Sebelum penurunan pada Kamis, harga minyak mentah berjangka terpantau reli, tetapi rapuh, didukung oleh penarikan stabil dalam persediaan minyak AS. Namun, ditekan oleh propsek permintaan global yang goyah.
Analis komoditas di RoboResearch Ryan Fitzmaurice menilai, pasar masih mencerna dampak tarif AS tersebut pada pasar minyak, tetapi mengingat China telah mengambil sangat sedikit minyak mentah AS tahun ini, kemungkinan sanksi tersebut kurang berdampak di pasar minyak.
“Kami melihat sedikit ruang untuk tarif yang secara langsung berdampak pada fundamental pasar,” ujarnya.
Seperti diketahui, tarif baru Washington terhadap China, yang mulai berlaku pada 1 September, menggiatkan perang dagang antar dua ekonomi terbesar dunia tersebut. Setiap perlambatan ekonomi yang dihasilkan, berpotensi menganggu permintaan minyak mentah.
Pada pekan lalu, Trump mengatakan, pihaknya akan mengenakan tarif 10 persen pada impor Cina senilai US$300 miliar. Menurutnya tarif itu bisa bertambah jika presiden China, Xi Jinping, gagal bergerak lebih cepat menuju kesepakatan perdagangan.

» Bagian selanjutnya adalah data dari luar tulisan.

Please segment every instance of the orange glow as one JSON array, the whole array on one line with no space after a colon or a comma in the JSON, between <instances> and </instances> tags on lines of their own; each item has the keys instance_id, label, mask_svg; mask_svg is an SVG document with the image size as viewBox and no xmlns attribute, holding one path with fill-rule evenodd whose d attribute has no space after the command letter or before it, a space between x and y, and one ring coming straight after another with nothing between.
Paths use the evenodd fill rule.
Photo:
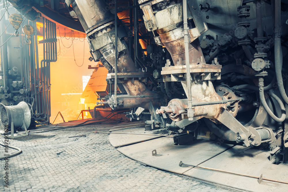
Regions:
<instances>
[{"instance_id":1,"label":"orange glow","mask_svg":"<svg viewBox=\"0 0 288 192\"><path fill-rule=\"evenodd\" d=\"M40 28L43 28L43 23L39 22L36 22L36 27L38 31L40 31Z\"/></svg>"},{"instance_id":2,"label":"orange glow","mask_svg":"<svg viewBox=\"0 0 288 192\"><path fill-rule=\"evenodd\" d=\"M37 40L38 41L38 42L39 42L39 41L43 40L43 36L40 36L40 35L37 35Z\"/></svg>"},{"instance_id":3,"label":"orange glow","mask_svg":"<svg viewBox=\"0 0 288 192\"><path fill-rule=\"evenodd\" d=\"M88 59L91 56L89 45L86 39L83 38L83 36L82 34L79 35L80 38L78 39L78 33L75 32L75 36L77 36L73 40L72 45L72 39L69 36L71 30L67 28L65 30L65 37L64 37L64 34L61 34L62 38L61 38L58 33L57 34L57 38L59 39L56 43L57 60L56 62L50 63L51 122L53 121L59 111L61 112L65 121L67 121L76 120L82 110L87 110L88 107L90 109L93 109L94 106L79 104L79 101L83 92L83 86L85 86L84 85L83 77L90 77L94 71L94 69L88 69L88 65L93 67L97 63L94 61L90 61ZM37 37L38 40L43 38L41 36ZM43 45L42 44L38 44L39 62L43 59ZM76 65L74 56L77 65L81 66ZM106 77L107 71L105 69L97 71L97 75ZM101 71L101 73L100 73ZM103 79L106 83L105 78ZM92 91L89 94L95 95ZM91 117L89 112L84 112L84 119ZM79 119L81 119L82 115L80 115ZM62 122L62 119L58 115L54 123Z\"/></svg>"},{"instance_id":4,"label":"orange glow","mask_svg":"<svg viewBox=\"0 0 288 192\"><path fill-rule=\"evenodd\" d=\"M140 44L141 45L142 49L147 49L147 44L143 41L143 39L139 39L139 42L140 43ZM144 51L144 54L147 55L147 52Z\"/></svg>"}]
</instances>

Pengumuman tersebut memperluas tarif AS ke hampir semua produk Tiongkok yang diimpor. China mengatakan tidak akan menerima ‘intimidasi atau pemerasan’, dan berjanji akan melakukan tindakan balasan.
China, yang pernah menjadi pembeli utama minyak mentah AS, memangkas pembeliannya tahun lalu karena perang perdagangan berlarut-larut.
Di sisi lain, meningkatnya perang dagang tersebut dapat mendorong The Fed ke arah penurunan suku bunga lebih lanjut, yang kemungkinan akan mendorong harga minyak.
Phil Flynn, analis di Price Futures Group di Chicago mengatakan, perang dagang tersebut akan meningkatkan peluang secara dramatis bahwa The Fed harus menurunkan suku bunga lagi. “Mungkin dua kali tahun ini,” ujarnya.
Data dari Biro Sensus AS menunjukkan, ekspor minyak mentah AS melonjak 260.000 barel per hari (bph) pada Juni ke rekor bulanan 3,16 juta barel per hari, karena Korea Selatan membeli dalam volume besar, dan China melanjutkan pembelian.
Pasar juga memantau penghitungan rig minyak mingguan AS, indikator produksi, yang turun selama lima minggu berturut-turut karena sebagian besar produsen independen memangkas pengeluaran, meskipun perusahaan-perusahaan besar masih terus maju dengan investasi dalam pengeboran baru.